Julien DELORD (Ecole Normale Supérieure, Paris)
2008-06-19 0:00 - 2008-06-19 0:00
KLI for Evolution and Cognition Research, Altenberg, Austria
Organized by KLI

Topic description:
I would like to highlight the elusive nature of the concept of "biodiversity" as it is commonly used by ecologists and conservationists. I will question the scientific nature of this concept. Indeed, biodiversity is apparently the only scientific concept based on a notion of diversity qua diversity. This point has been underestimated by philosophers, although "biodiversity" is at the core of many important ecological theories. I will first explore the metaphysical ground on which the property of "diversity" is based. I will continue by analyzing the different senses of the notion of diversity and argue that the concept of biodiversity per se is NOT scientific but aesthetic in nature.

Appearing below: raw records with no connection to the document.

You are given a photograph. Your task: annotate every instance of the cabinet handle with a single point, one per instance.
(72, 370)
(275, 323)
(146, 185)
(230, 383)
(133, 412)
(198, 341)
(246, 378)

I will then argue that we should understand "biodiversity" as a family of limited concepts (or "surrogate" concepts, as Sahotra Sarkar calls them) of many different biodiversities. This plurality of concepts can be analyzed following three different traditions: - biodiversities as concepts which are socially constructed in a normative context - biodiversities as different « perspectives » (in Wimsatt’s sense) of a complex system - biodiversities as a symptom of the anarchic nature of scientific theories (in Feyerabend’s sense) This last interpretation has new implications in a conservationist perspective that I will briefly tackle.

 

Biographical note:
Julien Delord is currently lecturer (attaché temporaire d'enseignement et de recherche) at the Ecole Normale Supérieure in Paris. He graduated in 1998 from the leading engineering university for life sciences in Paris (INA PG) with a MSc in Ecology. He then studied the History and Philosophy of Science at the University of Paris-Sorbonne and completed a PhD in the History and Philosophy of Ecology entitled, "The Extinction of Species: Historical and Ethical Issues of an Ecological Concept." Since 2003 he has been lecturing at different French universities in the history of science and has participated in the organization of an international conference on Biodiversity at the UNESCO in 2005. From 2005 to 200t he was a Fellow at the KLI. His main research interest lies in the history and epistemology of ecology and in environmental ethics. In 2004, he was awarded the second prize for young researchers of the French Biodiversity Institute.